Till the last petal falls, I remember.

"He loved poetry," Harriet said, her voice barely above a whisper. "Not as much as I did, but he appreciated it. I wrote that line for him. After he passed, Mama had it carved on the stone."

Sebastian stood beside her, not touching, just... present.

"It's beautiful."

"Is it? I've never been sure. I wrote it in a fog of grief. I didn't know if it was good or if I was just... desperate to leave something of myself behind. Something to mark his passing."

"Poetry doesn't have to be good to be meaningful."

"No. I suppose not." Harriet knelt down, her hand resting on the cold stone. "I haven't been here since the funeral. I couldn't... I couldn't face it."

Sebastian said nothing. There was nothing to say.

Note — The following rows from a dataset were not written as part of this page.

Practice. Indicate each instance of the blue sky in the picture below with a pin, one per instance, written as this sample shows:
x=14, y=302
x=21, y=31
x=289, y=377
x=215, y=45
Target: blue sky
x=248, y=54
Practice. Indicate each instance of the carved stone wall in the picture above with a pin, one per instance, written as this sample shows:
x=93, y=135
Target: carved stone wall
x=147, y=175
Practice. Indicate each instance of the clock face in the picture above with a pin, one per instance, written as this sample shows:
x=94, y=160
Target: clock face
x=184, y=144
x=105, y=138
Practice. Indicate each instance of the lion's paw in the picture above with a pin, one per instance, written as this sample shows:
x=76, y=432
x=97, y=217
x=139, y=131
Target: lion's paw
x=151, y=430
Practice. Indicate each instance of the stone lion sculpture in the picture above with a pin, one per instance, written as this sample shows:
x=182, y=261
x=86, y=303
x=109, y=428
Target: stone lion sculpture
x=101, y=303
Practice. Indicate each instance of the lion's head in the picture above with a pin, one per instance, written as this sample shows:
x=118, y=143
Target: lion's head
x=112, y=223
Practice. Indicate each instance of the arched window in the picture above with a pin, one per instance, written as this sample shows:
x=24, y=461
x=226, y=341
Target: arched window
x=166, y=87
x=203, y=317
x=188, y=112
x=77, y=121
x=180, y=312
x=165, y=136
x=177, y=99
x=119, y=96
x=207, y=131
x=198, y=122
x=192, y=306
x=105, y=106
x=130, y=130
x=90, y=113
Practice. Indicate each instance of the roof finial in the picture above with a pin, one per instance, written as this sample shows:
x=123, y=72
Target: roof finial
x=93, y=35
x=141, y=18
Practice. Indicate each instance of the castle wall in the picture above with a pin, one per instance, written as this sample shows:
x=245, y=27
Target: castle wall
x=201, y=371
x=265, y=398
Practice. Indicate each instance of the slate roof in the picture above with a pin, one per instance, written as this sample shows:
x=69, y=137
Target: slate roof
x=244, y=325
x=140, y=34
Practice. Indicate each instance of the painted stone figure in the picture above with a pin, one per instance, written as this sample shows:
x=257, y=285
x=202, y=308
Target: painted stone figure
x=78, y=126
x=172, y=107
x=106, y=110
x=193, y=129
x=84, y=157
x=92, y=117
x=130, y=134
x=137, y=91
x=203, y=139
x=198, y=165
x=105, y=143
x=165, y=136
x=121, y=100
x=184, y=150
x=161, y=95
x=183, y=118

"I blamed myself, you know." Her voice cracked slightly. "For not being there when he passed. He was out riding, and I was at home reading, and I didn't even know anything was wrong until they brought him back. I kept thinking, if I had been there, maybe I could have done something. Maybe I could have stopped it."

"You couldn't have stopped it."

"I know. I know that, logically. But grief isn't logical." She looked up at him, her eyes bright with tears. "I was so angry,Sebastian. At him for passing. At the world for taking him. At myself for surviving. And I didn't know what to do with all that anger, so I turned it outward. I found someone to blame."

"Me."

"You. You were there, and Richard loved you, and I couldn't understand why you got to live when he didn't. It wasn't fair, I knew it wasn't fair…but I needed someone to unleash my anger on…. and you were convenient."

Sebastian crouched down beside her. "I don't blame you for that."